Na quinta-feira, terminou mais um ano parlamentar. Para trás ficou mais um ano, talvez o menos esperado para os políticos, porque em causa esteve a realização das eleições autárquicas, mas dizem ter sido o mais produtivo.

Mesmo que quiséssemos tecer elogios ao recém-terminado ano parlamentar, o melhor seria poupar os ânimos por não ser habitual. As eleições autárquicas mobilizaram os angolanos. Ainda assim, nos últimos dias, houve quem preferisse recuar, porque não havia sequer ambiente para que se avançasse mais em relação ao pacote legislativo eleitoral em curso. Há pouco tempo, apesar da pressão sobre as eleições autárquicas, houve quem pensasse que não havia motivos suficientes para se avançar.

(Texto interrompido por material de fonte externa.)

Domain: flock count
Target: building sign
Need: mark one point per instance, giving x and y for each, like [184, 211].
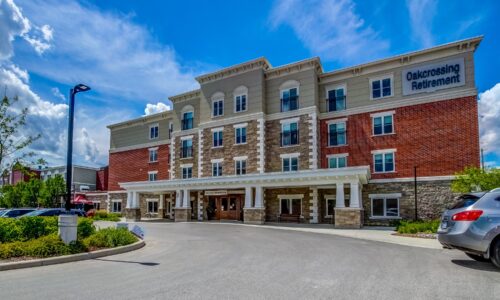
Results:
[430, 78]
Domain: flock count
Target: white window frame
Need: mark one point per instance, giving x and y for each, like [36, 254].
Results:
[337, 156]
[158, 131]
[153, 150]
[154, 173]
[382, 115]
[337, 121]
[385, 197]
[384, 152]
[380, 78]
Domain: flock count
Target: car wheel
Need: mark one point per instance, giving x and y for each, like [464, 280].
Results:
[477, 257]
[495, 253]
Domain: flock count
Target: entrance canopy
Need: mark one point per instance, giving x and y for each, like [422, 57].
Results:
[317, 177]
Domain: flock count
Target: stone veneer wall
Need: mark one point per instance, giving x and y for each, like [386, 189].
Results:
[272, 202]
[273, 145]
[230, 149]
[178, 161]
[433, 198]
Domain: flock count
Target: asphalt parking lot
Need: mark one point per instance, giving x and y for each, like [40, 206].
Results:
[213, 261]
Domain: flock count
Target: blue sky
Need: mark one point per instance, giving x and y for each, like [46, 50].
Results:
[134, 54]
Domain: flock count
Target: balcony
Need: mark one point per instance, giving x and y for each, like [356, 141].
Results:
[186, 152]
[336, 103]
[290, 103]
[187, 124]
[289, 138]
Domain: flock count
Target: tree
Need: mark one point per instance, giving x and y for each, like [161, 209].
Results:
[13, 142]
[475, 179]
[52, 191]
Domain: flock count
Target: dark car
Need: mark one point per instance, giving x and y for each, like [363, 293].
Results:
[15, 212]
[50, 212]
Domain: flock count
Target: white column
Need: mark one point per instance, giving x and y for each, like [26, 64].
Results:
[178, 198]
[248, 197]
[259, 197]
[186, 199]
[339, 199]
[354, 195]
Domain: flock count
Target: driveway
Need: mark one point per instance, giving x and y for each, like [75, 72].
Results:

De um lado esteve o MPLA, cujos líderes felizmente deram a cara, e do outro a oposição que não se quer resguardar apesar da crise sanitária à escala global. Sem o principal projecto de lei, sobre a institucionalização das autarquias, não haverá eleições. Por isso, está tudo dito. Falta agora os políticos assumirem um discurso de consenso com uma data alternativa para que este processo não seja visto como um problema.

Ao contrário do que se pensava, os próximos dias já não serão decisivos. Há pouco para se discutir, mesmo que entre as forças políticas exista algum interesse. Com vários projectos em mão, o mais importante acabou por não ser colocado na lista de prioridades nem discutido pelos próprios deputados.

 Há quem fale em vantagem do maioritário, mas a grande verdade é que como principiantes não podemos dar um passo maior do que as pernas. Discutir eleições autárquicas em Angola não é o mesmo que fazê-lo em Cabo Verde ou Moçambique. Estamos perante um processo inicial, sem nenhuma rotação, o que faz com que tenhamos necessidade de maiores cautelas para que todo o processo corra bem.

Mesmo em tempos de Covid-19, nota-se claramente a apetência pelo poder. O que é normal. Mas não se deve colocar as pessoas em perigo caso não haja consenso. Depois do encerramento do ano parlamentar esta semana, existem condições suficientes para que os principais partidos encontrem consensos sobre as eleições autárquicas.

 De nada vale correr atrás do prejuízo a contar com o presente ano. O melhor mesmo é que se consiga estabelecer uma agenda, consensual, para que em 2021, exista uma baliza em que os políticos se concentrem.